Home survivors refused compensation
Survivors of a Protestant children's home where at least 200 babies and infants died have been refused access to a state-run compensation fund for a second time.
Education Minister Ruairi Quinn, whose department oversees the redress board, said he would not reverse a decision by the previous Government not to include the mother and child Bethany institution.
A survivors' group, headed by Derek Leinster, accused the minister of ignoring the specifics of the home run by Protestant evangelicals and regurgitating tired excuses.

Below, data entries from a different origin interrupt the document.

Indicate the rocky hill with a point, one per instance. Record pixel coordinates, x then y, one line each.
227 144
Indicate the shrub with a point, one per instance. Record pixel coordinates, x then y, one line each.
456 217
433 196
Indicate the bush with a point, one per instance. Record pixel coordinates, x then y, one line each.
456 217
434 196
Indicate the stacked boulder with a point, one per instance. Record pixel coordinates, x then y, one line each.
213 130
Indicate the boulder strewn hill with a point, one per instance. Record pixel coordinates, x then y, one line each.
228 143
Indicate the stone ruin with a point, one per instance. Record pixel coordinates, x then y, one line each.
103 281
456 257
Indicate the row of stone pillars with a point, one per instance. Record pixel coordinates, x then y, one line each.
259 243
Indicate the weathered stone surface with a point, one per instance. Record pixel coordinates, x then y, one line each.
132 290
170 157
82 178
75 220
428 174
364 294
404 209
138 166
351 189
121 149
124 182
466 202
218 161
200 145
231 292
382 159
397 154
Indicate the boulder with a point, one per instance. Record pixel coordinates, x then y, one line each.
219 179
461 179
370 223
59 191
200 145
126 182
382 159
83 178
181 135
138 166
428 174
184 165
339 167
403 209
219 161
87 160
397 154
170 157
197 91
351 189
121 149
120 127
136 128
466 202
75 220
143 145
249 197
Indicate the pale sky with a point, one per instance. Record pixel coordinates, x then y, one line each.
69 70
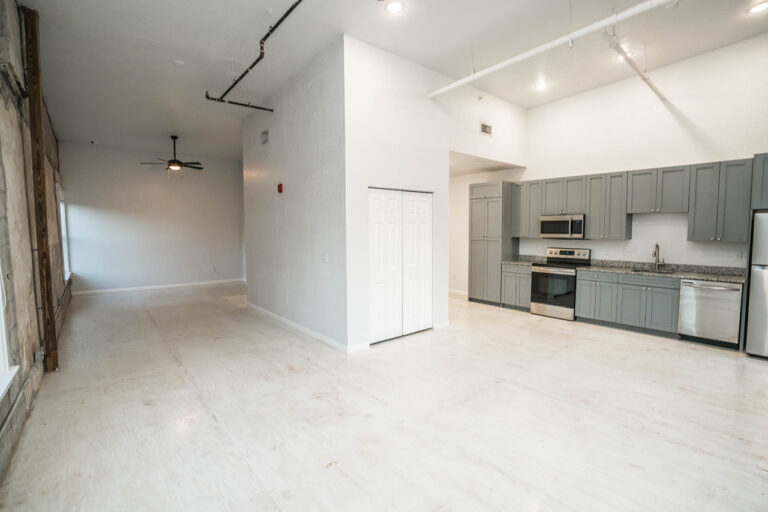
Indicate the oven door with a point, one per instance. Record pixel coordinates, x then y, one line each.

"Ruairi Quinn has refused to address the then state's decision to regulate the sectarianism of the welfare system, but not the actual welfare of neglected and abandoned children," he said.
"Ruairi Quinn is condoning official sectarianism today in this Republic, as a result.
"Ruairi Quinn has rejected not just Bethany survivors but his own party colleagues Joe Costello and Kathleen Lynch who have been campaigning for years on this issue.
The Bethany Survivors' Group represents people who had been infants in Rathgar home run between 1922 to 1972.
Mr Quinn said the home was not included in the Residential Institutions Redress Scheme by the Fianna Fail/Green coalition as it operated as a mother and baby home.
He also insisted religious ethos was not one of the criteria used for inclusion in the scheme.
In a statement the Department of Education said: "Having taken all the circumstances into account, Minister Quinn has found no basis to revisit this decision.
"The Minister has noted the media reports of the Bethany Survivors Group's intention to initiate legal proceedings in this matter."
Mr Leinster, who was in the home from 1941-45, was further angered after securing support for their case from Labour TD and now junior minister Kathleen Lynch who was thrown out of the Dail last October while raising the issue. Labour TD Joe Costello also backed the case.
The Bethany group claims to have documents proving state officials ignored evidence of neglect and record numbers of deaths in the home in the late 1930s.
They also claim the state ordered the home not to take in Catholic children.
Last year, the group, with the help of Griffith College Dublin lecturer Niall Meehan, discovered 219 unmarked graves in Mount Jerome cemetery, Harold's Cross, of children from the home.
Records show more than one third died in the five years from 1935-39.